La Inmemorial soltó una carcajada, un sonido horrendo.
—Tú no sabes nada sobre Marte Ultor, el Vengador, ¿verdad?
El Mago permaneció en silencio unos segundos antes de contestar.
—Conozco algunos de los mitos —admitió.
—Antaño fue un héroe; después se convirtió en un monstruo —relató Bastet en voz baja—. Una fuerza de la naturaleza difícil de amansar, impredecible y mortífero.
—Parece que no le tienes mucho aprecio.
—¿Aprecio? —repitió Bastet—. Le quiero. Y precisamente porque le quiero no creo que sea una buena idea que merodee por este mundo otra vez.
Un tanto confundido, Dee negó con la cabeza.
—Pensaba que necesitaríamos a Marte en la batalla que libraremos en breve.
—Es más que probable que su rabia devaste este mundo y todos los Mundos de Sombras que lo rodean… Por ello, algún héroe humano o un guerrero Inmemorial se verá obligado a destruirlo por completo.

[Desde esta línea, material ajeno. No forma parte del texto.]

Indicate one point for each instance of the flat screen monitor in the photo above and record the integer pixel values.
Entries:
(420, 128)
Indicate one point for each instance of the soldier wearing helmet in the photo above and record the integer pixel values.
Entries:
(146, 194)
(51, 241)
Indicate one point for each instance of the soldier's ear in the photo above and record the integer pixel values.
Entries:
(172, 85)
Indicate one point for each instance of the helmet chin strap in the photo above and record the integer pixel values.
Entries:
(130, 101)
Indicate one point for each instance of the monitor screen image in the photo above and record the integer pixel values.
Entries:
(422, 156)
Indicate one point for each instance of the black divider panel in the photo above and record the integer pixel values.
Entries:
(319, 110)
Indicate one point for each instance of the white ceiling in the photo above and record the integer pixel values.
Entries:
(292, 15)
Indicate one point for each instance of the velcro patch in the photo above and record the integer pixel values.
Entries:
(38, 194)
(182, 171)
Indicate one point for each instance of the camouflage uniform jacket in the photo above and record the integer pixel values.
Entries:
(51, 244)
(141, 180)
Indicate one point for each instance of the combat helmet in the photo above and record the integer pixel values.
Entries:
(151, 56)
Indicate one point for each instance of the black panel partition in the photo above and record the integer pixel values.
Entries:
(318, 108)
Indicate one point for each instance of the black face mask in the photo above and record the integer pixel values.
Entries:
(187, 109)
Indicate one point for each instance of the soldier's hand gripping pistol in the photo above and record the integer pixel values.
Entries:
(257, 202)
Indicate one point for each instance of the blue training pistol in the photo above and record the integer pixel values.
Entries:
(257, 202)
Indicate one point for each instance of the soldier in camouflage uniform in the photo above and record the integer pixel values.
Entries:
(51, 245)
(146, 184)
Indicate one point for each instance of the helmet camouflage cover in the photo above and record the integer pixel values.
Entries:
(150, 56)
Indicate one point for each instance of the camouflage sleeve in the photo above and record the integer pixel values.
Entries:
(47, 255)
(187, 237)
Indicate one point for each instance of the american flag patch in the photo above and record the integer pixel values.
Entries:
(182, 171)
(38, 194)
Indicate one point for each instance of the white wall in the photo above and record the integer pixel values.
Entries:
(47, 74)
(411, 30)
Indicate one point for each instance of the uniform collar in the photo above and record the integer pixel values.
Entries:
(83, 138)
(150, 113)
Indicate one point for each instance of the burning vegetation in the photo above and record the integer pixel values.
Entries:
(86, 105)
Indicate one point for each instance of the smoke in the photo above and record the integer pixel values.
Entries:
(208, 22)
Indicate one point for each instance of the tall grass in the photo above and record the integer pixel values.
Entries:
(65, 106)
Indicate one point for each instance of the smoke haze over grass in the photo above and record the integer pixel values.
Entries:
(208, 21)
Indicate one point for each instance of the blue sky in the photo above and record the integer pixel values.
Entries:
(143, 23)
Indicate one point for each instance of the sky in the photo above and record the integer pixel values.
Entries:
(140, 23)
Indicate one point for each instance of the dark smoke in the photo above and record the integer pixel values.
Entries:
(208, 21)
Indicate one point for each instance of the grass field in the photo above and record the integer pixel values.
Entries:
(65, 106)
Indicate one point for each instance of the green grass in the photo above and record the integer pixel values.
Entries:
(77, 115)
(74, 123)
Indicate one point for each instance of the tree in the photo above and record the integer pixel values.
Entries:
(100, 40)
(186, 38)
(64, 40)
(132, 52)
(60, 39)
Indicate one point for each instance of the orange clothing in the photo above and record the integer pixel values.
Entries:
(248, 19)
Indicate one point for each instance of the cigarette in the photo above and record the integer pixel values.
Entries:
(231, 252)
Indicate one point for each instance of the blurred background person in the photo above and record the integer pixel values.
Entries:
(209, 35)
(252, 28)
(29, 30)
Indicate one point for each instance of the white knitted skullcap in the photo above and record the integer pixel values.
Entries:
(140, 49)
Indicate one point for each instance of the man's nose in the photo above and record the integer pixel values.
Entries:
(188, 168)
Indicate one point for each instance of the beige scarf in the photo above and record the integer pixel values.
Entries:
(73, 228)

Al menos, en las catacumbas, sé dónde está y sé que está a salvo.
Dee intentaba desesperadamente dar sentido a lo que estaba escuchando.
—¿Cómo puedes afirmar que le quieres y, sin embargo, preferir que esté condenado a esa muerte en vida?
Dee sintió más que escuchó el silbido de las uñas cortando el aire que vagaba cerca de su cara. Percibió el sonido de las uñas clavándose y rasgando el cuero del asiento. Cuando se decidió a hablar, la voz de la Inmemorial temblaba de emoción.
—Las culturas humanas han llamado a Marte con varios nombres a lo largo de los años. Yo le llamo Horus… y es mi hermano pequeño.
Atónito, Dee se recostó en el asiento.
—Entonces, ¿por qué la Bruja le condenó? —preguntó—. Estás sugiriendo que ese hechizo, en realidad, le protege.
—Porque ella le quería más que yo. La Bruja de Endor es su esposa.